The essence of a language model is to model a sequence of tokens.

\[ p(x_1, x_2, \dots, x_T) \] where \(x_T\) represents an integer token id. We also need an abstract interface for bidirectional mapping, which is the Tokenizer.

encode(str) -> List[int]
decode(List[int]) -> str

Tradeoffs:

Vocabulary size is big: sequences are short, but there may be rare tokens that are not learned, and embeddings are huge.
Vocabulary size is small: good generalization, fewer parameters, but longer sequences lead to expensive Transformer attention \(O(T^2)\).

Q&A:

Why does a large vocabulary not equal “easier to learn,” but instead leads to the problem of “rare tokens not being learned”?

If the vocabulary contains very rare whole words as a single token, such as "supercalifragilisticexpialidocious", which may appear only once or a few times in training, its corresponding embedding/output weight is essentially not trained. In this case, if a smaller vocabulary is used, this long word will be split into multiple more common subword/character combinations, which can be learned better.
Why does a large vocabulary lead to an overall increase in embedding size?

This is mainly because the shape of the output logits is \(\text{Vocab_size} \times \text{Hidden_size}\). When the vocabulary increases, the number of parameters in this area doubles, leading to higher costs.

Compression Ratio

1
2
3

num_bytes = len(string.encode("utf-8"))
indices = tokenizer(string)
num_tokens = len(indices)

\[ \text{compression_ratio} = \frac{\text{num_bytes}}{\text{num_tokens}} \] A larger value indicates that each token can represent more bytes, resulting in a shorter sequence and a higher degree of information compression.

Character Tokenizer

The core idea is to break the string into Unicode characters, converting each character to an integer using ord(). decode uses chr() to piece it back together.

1 2	encode: list(map(ord, string)) decode: "".join(map(chr, indices))

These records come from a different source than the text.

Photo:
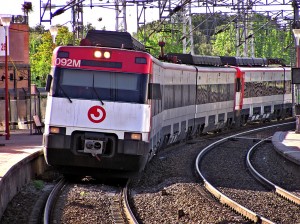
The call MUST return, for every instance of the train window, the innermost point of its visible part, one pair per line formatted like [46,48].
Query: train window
[139,60]
[112,86]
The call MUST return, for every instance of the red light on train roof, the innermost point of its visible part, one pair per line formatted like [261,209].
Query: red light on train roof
[100,54]
[106,54]
[97,54]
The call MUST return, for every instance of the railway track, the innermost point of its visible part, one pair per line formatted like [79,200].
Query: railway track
[248,198]
[113,209]
[277,189]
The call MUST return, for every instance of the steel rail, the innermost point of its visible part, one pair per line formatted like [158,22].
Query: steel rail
[126,208]
[221,197]
[280,191]
[52,199]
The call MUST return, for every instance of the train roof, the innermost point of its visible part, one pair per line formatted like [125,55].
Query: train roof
[203,60]
[124,40]
[112,39]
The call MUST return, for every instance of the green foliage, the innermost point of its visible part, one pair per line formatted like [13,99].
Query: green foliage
[150,36]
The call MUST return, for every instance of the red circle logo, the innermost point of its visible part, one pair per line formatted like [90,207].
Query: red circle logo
[96,114]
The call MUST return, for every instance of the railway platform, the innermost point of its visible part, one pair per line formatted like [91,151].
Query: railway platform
[21,159]
[287,143]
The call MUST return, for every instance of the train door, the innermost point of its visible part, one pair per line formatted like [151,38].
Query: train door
[239,95]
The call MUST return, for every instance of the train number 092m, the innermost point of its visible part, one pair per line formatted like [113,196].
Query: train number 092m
[67,62]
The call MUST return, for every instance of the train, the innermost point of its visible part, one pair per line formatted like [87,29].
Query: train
[111,105]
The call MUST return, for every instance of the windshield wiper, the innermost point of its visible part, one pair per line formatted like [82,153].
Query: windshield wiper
[64,92]
[97,93]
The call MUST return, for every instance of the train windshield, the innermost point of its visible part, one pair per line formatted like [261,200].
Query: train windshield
[103,85]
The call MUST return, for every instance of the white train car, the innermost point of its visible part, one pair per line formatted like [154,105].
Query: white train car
[110,109]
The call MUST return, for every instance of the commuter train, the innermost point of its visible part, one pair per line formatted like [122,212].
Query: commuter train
[111,105]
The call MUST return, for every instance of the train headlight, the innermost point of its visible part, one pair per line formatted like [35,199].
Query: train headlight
[132,136]
[89,144]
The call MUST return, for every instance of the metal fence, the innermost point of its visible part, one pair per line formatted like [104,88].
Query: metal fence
[23,105]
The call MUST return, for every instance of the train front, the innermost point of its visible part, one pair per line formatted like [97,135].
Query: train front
[97,116]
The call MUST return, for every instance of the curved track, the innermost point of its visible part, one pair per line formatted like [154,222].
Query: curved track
[120,211]
[254,216]
[280,191]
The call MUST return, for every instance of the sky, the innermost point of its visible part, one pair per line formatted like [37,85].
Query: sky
[14,7]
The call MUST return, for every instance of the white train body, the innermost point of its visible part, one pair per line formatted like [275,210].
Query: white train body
[110,115]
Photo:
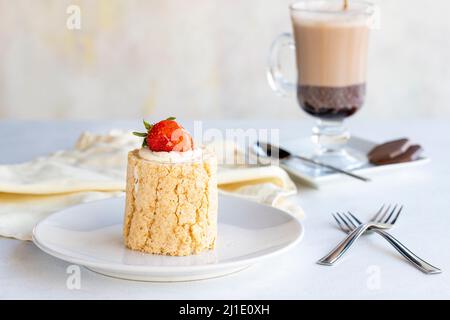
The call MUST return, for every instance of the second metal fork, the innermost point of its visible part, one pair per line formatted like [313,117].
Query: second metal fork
[348,222]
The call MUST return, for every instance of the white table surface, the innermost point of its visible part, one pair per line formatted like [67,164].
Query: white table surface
[373,270]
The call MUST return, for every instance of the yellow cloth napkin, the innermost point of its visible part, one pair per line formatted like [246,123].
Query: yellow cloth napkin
[95,169]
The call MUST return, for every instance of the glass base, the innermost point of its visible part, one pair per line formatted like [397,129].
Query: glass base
[331,138]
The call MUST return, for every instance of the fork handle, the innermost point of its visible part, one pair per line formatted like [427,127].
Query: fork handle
[343,246]
[408,254]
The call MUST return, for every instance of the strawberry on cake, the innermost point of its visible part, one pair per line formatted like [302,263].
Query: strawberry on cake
[171,193]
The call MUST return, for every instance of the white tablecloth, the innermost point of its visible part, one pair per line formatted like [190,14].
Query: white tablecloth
[372,270]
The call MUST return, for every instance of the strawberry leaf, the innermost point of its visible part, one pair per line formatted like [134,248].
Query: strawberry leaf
[147,125]
[140,134]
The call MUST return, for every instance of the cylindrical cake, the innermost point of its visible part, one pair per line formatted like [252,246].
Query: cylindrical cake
[171,208]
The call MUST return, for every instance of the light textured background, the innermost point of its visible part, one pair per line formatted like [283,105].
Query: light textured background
[199,59]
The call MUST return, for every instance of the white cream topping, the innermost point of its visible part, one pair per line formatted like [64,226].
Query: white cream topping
[171,157]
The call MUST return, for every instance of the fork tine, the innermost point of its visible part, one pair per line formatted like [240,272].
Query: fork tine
[349,219]
[397,215]
[339,223]
[344,221]
[378,213]
[354,218]
[390,214]
[384,214]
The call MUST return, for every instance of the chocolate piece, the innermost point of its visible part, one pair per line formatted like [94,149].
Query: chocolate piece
[387,151]
[411,154]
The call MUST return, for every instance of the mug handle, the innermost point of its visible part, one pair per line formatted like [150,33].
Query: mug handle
[277,81]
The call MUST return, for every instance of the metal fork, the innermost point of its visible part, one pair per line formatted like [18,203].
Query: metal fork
[355,233]
[348,222]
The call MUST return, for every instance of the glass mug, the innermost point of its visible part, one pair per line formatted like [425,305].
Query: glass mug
[331,45]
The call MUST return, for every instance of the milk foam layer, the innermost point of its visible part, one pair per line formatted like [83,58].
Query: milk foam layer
[171,157]
[331,47]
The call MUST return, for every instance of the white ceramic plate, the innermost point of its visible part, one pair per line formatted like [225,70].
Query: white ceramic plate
[304,172]
[91,235]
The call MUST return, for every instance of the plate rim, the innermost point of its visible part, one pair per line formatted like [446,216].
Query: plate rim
[142,269]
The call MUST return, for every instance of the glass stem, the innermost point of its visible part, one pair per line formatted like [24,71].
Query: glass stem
[330,137]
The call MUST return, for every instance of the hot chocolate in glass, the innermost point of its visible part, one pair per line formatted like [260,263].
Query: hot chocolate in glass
[330,39]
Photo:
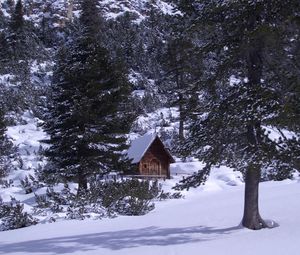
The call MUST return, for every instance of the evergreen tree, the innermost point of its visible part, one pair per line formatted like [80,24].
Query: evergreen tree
[89,117]
[239,38]
[5,146]
[181,64]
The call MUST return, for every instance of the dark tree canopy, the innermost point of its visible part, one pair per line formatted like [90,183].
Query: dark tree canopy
[243,93]
[90,112]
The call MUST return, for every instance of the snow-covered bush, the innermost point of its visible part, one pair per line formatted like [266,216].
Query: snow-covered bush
[12,216]
[128,197]
[107,198]
[30,184]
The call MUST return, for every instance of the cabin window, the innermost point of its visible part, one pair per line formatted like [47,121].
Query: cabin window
[154,167]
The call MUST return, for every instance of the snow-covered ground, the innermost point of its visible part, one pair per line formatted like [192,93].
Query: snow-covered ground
[205,222]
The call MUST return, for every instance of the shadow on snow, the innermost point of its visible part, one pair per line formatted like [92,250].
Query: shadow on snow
[117,240]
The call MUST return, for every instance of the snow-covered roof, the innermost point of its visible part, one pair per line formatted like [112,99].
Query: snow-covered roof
[139,147]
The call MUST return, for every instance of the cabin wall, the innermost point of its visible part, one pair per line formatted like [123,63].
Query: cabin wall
[151,164]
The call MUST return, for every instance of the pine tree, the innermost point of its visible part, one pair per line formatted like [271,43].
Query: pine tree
[241,39]
[182,66]
[5,146]
[89,118]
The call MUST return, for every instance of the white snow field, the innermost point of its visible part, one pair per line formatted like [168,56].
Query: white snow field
[205,222]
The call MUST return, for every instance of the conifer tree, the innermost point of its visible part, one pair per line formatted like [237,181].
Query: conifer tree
[243,93]
[89,118]
[5,146]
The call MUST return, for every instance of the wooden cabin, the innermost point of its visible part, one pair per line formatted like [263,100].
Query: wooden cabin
[150,156]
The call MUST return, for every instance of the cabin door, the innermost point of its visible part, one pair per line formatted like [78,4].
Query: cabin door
[154,167]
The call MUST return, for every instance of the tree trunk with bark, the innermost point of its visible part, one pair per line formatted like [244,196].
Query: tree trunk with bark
[252,218]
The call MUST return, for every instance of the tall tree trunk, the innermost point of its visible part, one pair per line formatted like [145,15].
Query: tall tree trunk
[181,118]
[82,183]
[252,218]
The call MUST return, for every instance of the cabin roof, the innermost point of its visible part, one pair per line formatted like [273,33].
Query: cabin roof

The advantage is that it is simple and reversible, while the disadvantage is that the vocabulary is very large (approximately 150K+ Unicode characters), with many rare characters, leading to wasted vocabulary capacity.

Byte Tokenizer

The core idea is to convert the string to UTF-8 bytes, where each byte is in the range of 0-255. The vocabulary is fixed at 256.

1
2
3

string_bytes = string.encode("utf-8")
indices = list(map(int, string_bytes))
decode: bytes(indices).decode("utf-8")

Compression_ratio is always equal to 1.

The advantage is that the vocabulary is small and completely reversible, but the sequences are too long, which is disastrous for attention mechanisms.

Word Tokenizer

The core idea is to use regular expressions to split the text into segments, assigning an id to each segment.

The advantage is that sequences will be shorter, but the disadvantage is that the vocabulary size is not fixed and can potentially explode. New words require UNK (which affects perplexity and generalization experience).

BPE Tokenizer

Find a balance between the “small vocabulary of bytes” and the “short sequences of words”:

Common segments are merged into a single token (shortening the sequence).
Rare segments can still degrade into multiple bytes.

Execution steps, starting from bytes, repeat for num_merges times:

Count the occurrences of all adjacent pairs in the current sequence.
Find the most frequent pair.
Merge it into a new token (new id = 256 + i).
Update vocab: vocab[new] = vocab[a] + vocab[b].
Replace all occurrences of that pair in the sequence.

Encode/Decode

encode: Start from bytes and merge pairs in the order of merges.
decode: Map each token id back to bytes, then piece them together to decode utf-8.

The advantage is that the vocabulary is controllable (256 + num_merges) and the sequences are shorter, while the disadvantage is that naive encoding can be very slow.